The reports of the atrocities perpetrated by the Islamic State against
girls and women – most of them Yazidi – seem as unending as they are
despicable and senseless. But the latest may yet be the most depraved:
women and girls being raped repeatedly as a way to "make" them
Muslim.
According to a CNN report, a new directive from ISIS's self-appointed
caliph, Abu Bakr Al-Baghdadi, instructs men to rape the women that they
capture. A woman who is raped 10 times, it says, will then become a Muslim.
That this represents an extraordinary manipulation of Islamic law, or
sharia, seems to be of no concern to ISIS soldiers despite their professed
devotion to upholding and imposing those very laws. And it presages even
greater danger for the girls than the rape itself. One Yazidi woman,
identified only as "Noor," told CNN that the soldier to whom she
was enslaved raped her and then allowed 11 others to do the same, meaning
that she was in fact twice raped after "becoming" Muslim.
But a Muslim woman who is raped is guilty of adultery according to
sharia, and is a dishonor to her family and her tribe. Their only
redemption is to kill her – a so-called honor killing. Will this new
directive then allow ISIS members to legitimize the murders of Yazidi women
and young girls who – unlike Yazidi men – have largely been allowed to live
so long as they remain concubines and slaves to ISIS warriors? Or is it simply
a new form of Islamic conquest, legitimizing rape while expanding the
Muslim population? Or something else?
Other victims have also said they were told their rapes were a form of
worship, encouraged in the Quran. Indeed, in an extensive investigation, the
New York Times described a "theology of rape," in which militants
often pray before molesting their victims. One victim, a 12-year-old Yazidi
girl, told the Times: "He said that by raping me he is drawing
closer to god."
"Repeatedly," the Times reports, "the ISIS
leadership has emphasized a narrow and selective reading of the Quran and
other religious rulings to not only justify violence, but also to elevate
and celebrate each sexual assault as spiritually beneficial, even
virtuous."
Even more shocking, the Times investigation shows, "child
rape is explicitly condoned" by Islamic State leaders, who have
victimized Yazidis more than other religious minorities, as Yazidis
practice a non-Abrahamic religion that ISIS considers a form of devil
worship.
Such tactics might lead those otherwise repelled by the idea of raping
helpless girls to believe that such depravities are not only sanctioned by
their religion, but holy. And if raping a girl ten times will bring her to
Islam, then indeed each rapist becomes, in this perverted vision, not her
diabolus but her savior.
But it isn't only non-Muslim women who are victimized. Similar tactics
have emerged among Muslim communities in Libya, where, according to
Britain's Express, parents in the ISIS stronghold of Sarte are being
forced to marry off their daughters to ISIS rebels or
face public flogging or worse. In Derna, girls as young as 12 have also
reportedly been married off, traded for a promise of protection to the
family. Consequently, according to the Independent, "the number
of under-age girls forced to marry has increased 15 percent since an IS
local branch seized a large part of the coastal city" last October.

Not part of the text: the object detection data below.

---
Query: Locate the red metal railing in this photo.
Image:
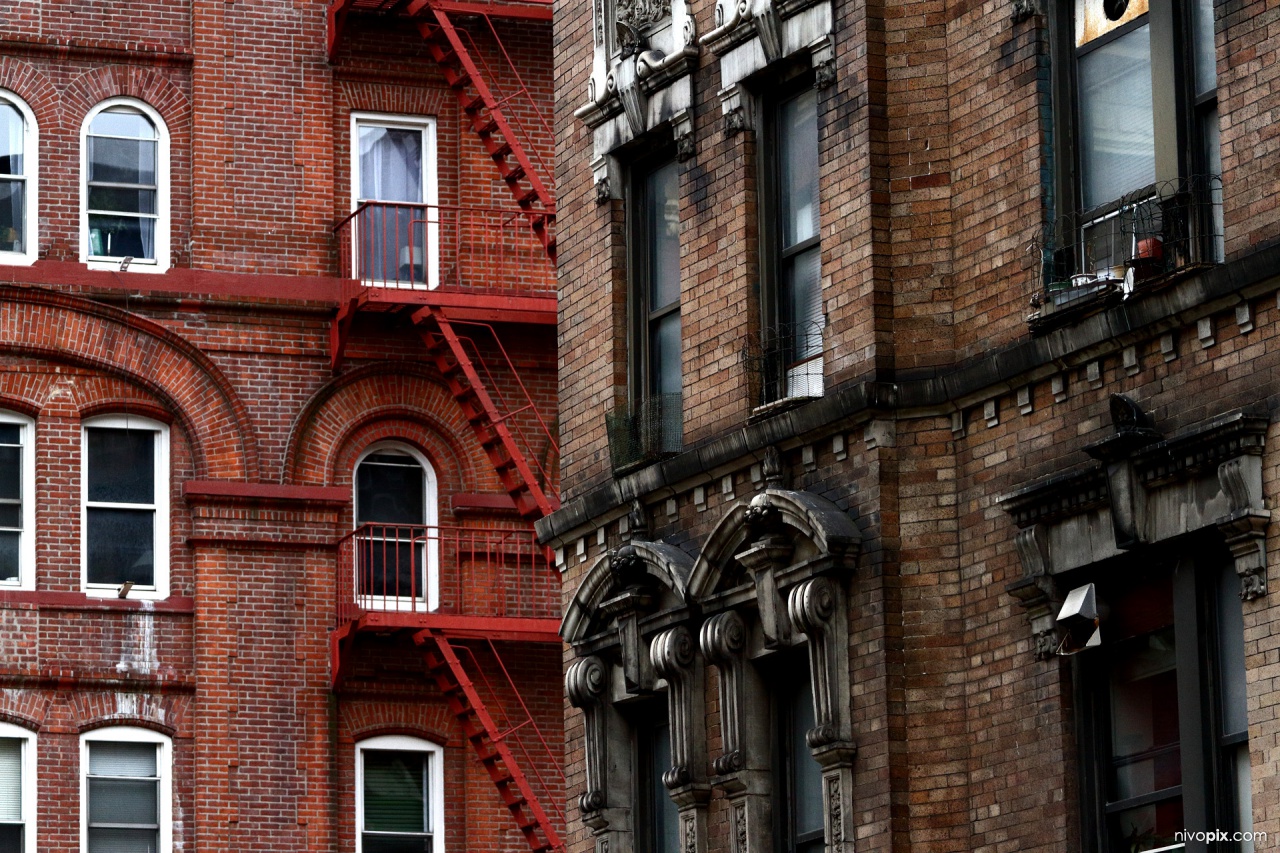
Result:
[335,524,559,625]
[334,201,556,295]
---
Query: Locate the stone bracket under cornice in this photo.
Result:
[1000,404,1271,658]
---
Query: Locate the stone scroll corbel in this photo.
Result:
[1217,455,1271,601]
[787,576,856,853]
[650,625,710,853]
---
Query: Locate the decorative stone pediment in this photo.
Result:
[1008,394,1271,657]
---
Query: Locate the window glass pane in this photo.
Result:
[360,124,422,204]
[1078,24,1156,207]
[1110,628,1183,802]
[88,214,156,260]
[84,507,155,587]
[88,106,156,140]
[644,163,680,311]
[649,314,681,394]
[87,136,156,187]
[88,742,157,776]
[0,444,22,502]
[88,778,160,826]
[0,533,22,581]
[778,88,818,247]
[84,427,156,505]
[0,102,26,174]
[782,247,822,361]
[88,187,156,214]
[361,833,431,853]
[356,453,426,524]
[788,678,824,838]
[0,179,27,252]
[0,738,22,821]
[1217,564,1249,735]
[1107,797,1187,853]
[646,708,680,853]
[364,749,430,833]
[1192,0,1217,95]
[88,827,160,853]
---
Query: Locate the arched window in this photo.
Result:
[0,90,40,264]
[81,97,169,272]
[355,442,439,611]
[356,735,444,853]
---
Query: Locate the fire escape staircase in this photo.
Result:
[413,630,564,853]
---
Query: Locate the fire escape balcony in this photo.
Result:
[334,524,561,643]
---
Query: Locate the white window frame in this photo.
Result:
[0,722,38,853]
[79,726,173,853]
[0,410,36,589]
[355,735,444,853]
[79,97,172,273]
[349,111,440,291]
[351,441,440,612]
[0,88,40,266]
[79,415,169,601]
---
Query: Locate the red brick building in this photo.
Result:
[538,0,1280,853]
[0,0,563,853]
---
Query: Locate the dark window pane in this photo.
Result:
[361,833,431,853]
[1078,26,1156,207]
[88,214,156,260]
[644,163,680,311]
[87,136,156,187]
[356,455,426,524]
[357,528,426,598]
[360,126,424,204]
[86,427,156,503]
[0,533,20,580]
[89,187,156,214]
[364,749,429,833]
[88,108,156,140]
[649,314,681,394]
[88,827,160,853]
[0,444,22,502]
[88,777,160,826]
[778,88,818,247]
[0,102,27,174]
[84,507,155,587]
[0,179,27,252]
[1110,628,1181,802]
[0,824,24,853]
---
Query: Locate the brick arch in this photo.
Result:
[63,65,191,133]
[0,56,61,133]
[0,286,259,480]
[284,364,477,485]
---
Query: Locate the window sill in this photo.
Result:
[0,589,196,613]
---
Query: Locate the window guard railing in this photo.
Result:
[334,201,556,296]
[1032,175,1222,306]
[335,524,561,626]
[604,394,685,471]
[742,321,824,406]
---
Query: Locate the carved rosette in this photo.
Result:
[649,625,705,789]
[564,656,608,816]
[787,576,845,749]
[698,610,746,775]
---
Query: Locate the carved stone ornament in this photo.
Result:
[564,656,608,817]
[649,625,707,789]
[787,576,847,749]
[698,610,746,775]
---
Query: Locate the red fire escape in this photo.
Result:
[329,0,564,852]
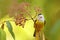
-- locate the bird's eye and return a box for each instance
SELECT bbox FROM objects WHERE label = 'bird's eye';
[40,16,42,18]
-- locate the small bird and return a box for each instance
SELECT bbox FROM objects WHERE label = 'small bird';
[33,13,46,40]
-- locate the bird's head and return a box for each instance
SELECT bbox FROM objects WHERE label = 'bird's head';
[37,14,45,22]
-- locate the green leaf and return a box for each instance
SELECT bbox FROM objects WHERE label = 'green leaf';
[0,28,6,40]
[6,21,15,40]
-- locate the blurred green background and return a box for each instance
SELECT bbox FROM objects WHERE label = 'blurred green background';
[0,0,60,40]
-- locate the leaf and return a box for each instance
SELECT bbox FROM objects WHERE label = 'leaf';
[6,21,15,40]
[0,28,6,40]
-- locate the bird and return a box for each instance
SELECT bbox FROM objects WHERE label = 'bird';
[33,13,46,40]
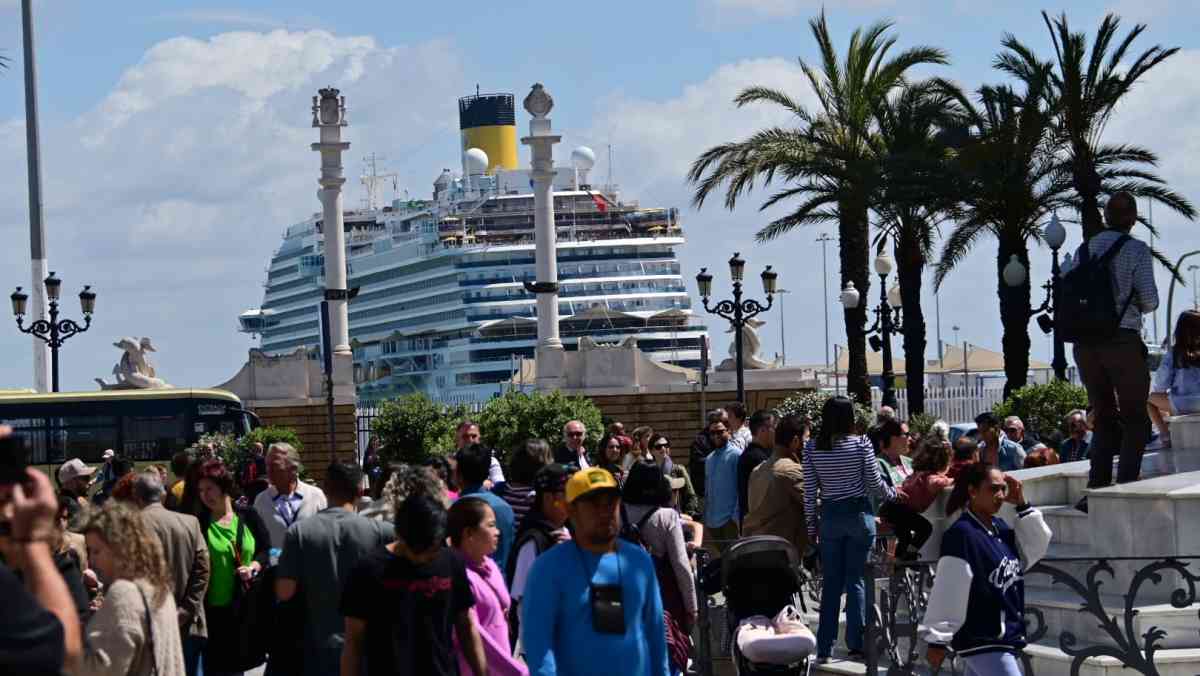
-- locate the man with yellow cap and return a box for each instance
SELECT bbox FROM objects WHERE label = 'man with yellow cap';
[521,467,670,676]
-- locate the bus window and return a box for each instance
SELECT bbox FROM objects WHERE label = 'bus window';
[121,413,188,460]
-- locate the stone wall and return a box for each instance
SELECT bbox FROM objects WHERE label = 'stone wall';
[253,403,358,485]
[588,387,811,460]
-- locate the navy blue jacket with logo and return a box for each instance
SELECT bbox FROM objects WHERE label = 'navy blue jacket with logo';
[923,507,1051,656]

Many Western Muslims decry the rapes and forced marriages, arguing that,
as Pakistani-American counterterrorism expert Farhana Qazi said in an
interview, "rape and any form of abuse is against the tenets and
practice of Islam." But others point to a legacy of enslavement in Islam, particularly
during war, and note that there are even rules regarding the treatment of
slaves and the taking of women as concubines outlined in the Quran. It is
that legacy, they maintain, that ISIS leaders use to justify their actions
as part of their revival of a true, "pure" Islam.
Such is the evil cunning of the Islamic State and its leadership: with a
single weapon – rape – they penetrate not just the bodies of young women,
but, too, the hearts and minds of men. Not only are 99 virgins waiting for
you in Heaven, but if you join us, you can rape your way across the Levant.
And with its powerful propaganda machines, it is possible that the
"holy rape" fable could even help recruit more young Muslim women
from the West, urging them to join the jihad in Syria and, in their
already-distorted thinking, to give their bodies to the militants. It will
make them "more holy." It will bring the soldiers closer to Allah
in their strife.
Should the propagandists of ISIS endure long enough, they can shape the
ideas and visions of the next generation and the very depths of their inhumanity.
It seems almost beyond the reach of Western, post-Enlightenment minds, a
way of thinking we cannot begin to comprehend. How can we possibly begin to
combat it, let alone to build a humane culture in its place?
Frighteningly, Farhana Qazi says it may not even be possible. Yet
somehow we will have to. Because each of these young women, these girls
enslaved for sex, will soon become a mother. And what they teach their
children – daughters as well as sons – will be left to their ISIS masters
if we fail.
Abigail R. Esman, the author, most recently, of Radical State: How Jihad Is Winning Over Democracy in
the West (Praeger, 2010), is a freelance writer based in New
York and the Netherlands.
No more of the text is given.